When it's time to bake big — anything from a 12-inch birthday cake to a day of Christmas cookies to a full wedding cake — prepartion and planning will make the day successful and retain your sanity.
The plan
First, know what you want to bake ahead of time and what recipes you'll use. Spend a day or a week perusing cookbooks, magazines and the Internet for new recipes. This is is almost as good as eating (the best part of baking, of course), and with much less work.
After selecting what you'll make, bookmark all the recipes, and set aside the books or magazines. Then make a grocery list. Don't assume you have six pounds of powdered sugar in the cabinets, either, double check.
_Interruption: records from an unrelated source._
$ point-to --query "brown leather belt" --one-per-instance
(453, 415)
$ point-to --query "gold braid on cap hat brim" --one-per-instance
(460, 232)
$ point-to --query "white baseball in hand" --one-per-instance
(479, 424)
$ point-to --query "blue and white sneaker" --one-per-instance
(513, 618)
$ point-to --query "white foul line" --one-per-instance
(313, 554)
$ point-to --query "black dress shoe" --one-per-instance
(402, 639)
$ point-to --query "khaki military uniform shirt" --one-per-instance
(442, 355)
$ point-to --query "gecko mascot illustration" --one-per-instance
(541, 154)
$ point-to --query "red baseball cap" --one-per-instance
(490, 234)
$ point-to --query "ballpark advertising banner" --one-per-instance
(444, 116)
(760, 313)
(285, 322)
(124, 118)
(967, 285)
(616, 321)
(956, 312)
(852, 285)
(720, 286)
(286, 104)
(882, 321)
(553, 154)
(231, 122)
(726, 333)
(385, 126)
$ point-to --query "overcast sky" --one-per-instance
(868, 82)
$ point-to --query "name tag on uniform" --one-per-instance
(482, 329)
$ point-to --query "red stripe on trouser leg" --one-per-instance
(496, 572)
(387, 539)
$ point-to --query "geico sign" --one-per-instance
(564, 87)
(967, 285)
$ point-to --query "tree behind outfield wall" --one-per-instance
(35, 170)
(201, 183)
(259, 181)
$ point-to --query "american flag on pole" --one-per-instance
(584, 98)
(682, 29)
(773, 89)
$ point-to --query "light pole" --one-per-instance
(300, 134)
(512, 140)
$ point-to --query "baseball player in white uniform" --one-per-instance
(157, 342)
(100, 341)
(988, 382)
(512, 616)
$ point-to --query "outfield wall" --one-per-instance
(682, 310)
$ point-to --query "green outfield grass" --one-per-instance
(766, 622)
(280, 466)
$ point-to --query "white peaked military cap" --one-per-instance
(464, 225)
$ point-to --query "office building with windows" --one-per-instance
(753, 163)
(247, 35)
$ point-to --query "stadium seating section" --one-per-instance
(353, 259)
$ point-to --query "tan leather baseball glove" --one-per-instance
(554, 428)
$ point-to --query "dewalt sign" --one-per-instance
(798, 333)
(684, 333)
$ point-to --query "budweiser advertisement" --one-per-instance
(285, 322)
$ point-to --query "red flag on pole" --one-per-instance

Check everything, including salt and baking powder. Then buy extra in case of accidents; if you need a dozen eggs, buy the carton of eighteen. The only bigger waste of time than running to the store because you don't have any more cake flour is running to the store because you had just enough cake flour, but the cake didn't cook in the center and now you need more.
Shop early: if the grocery store has run out of sugar or flour, you'll have time for another shopping trip.
Allow yourself enough time to bake too. After five cakes or batches of cookies, my eyes cross and my knees give out, and that doesn't include decorating time. Something's probably caught on fire by then too. For the last wedding cake, all the cakes were baked on a Saturday, and the icings and fillings made the next day. The cakes were filled, iced, wrapped and frozen by Sunday night. Covering the cakes in fondant required about two hours, but making decorations required days.
The prepartion
Pre-measuring and lining your pans the night or day before is the single biggest help you can give yourself. It's like you are your own sous chef. For five cakes, it took me about an hour to measure and label bowls of dry ingredients and line the cake pans and cupcake tins. Each cake needed two bowls: one for flour, spices, and leavening, and one for sugar. Each bowl was labelled.
I pulled all the butter into the refrigerator from the freezer. With more measuring cups, the wet ingredients would have been pre-measured too.
Mixing was a breeze, and there was even time to really clean the mixer, tools, and counters between each cake. My eyes were still crossed by the end of the day, but it was much less stressful. And there were no fires.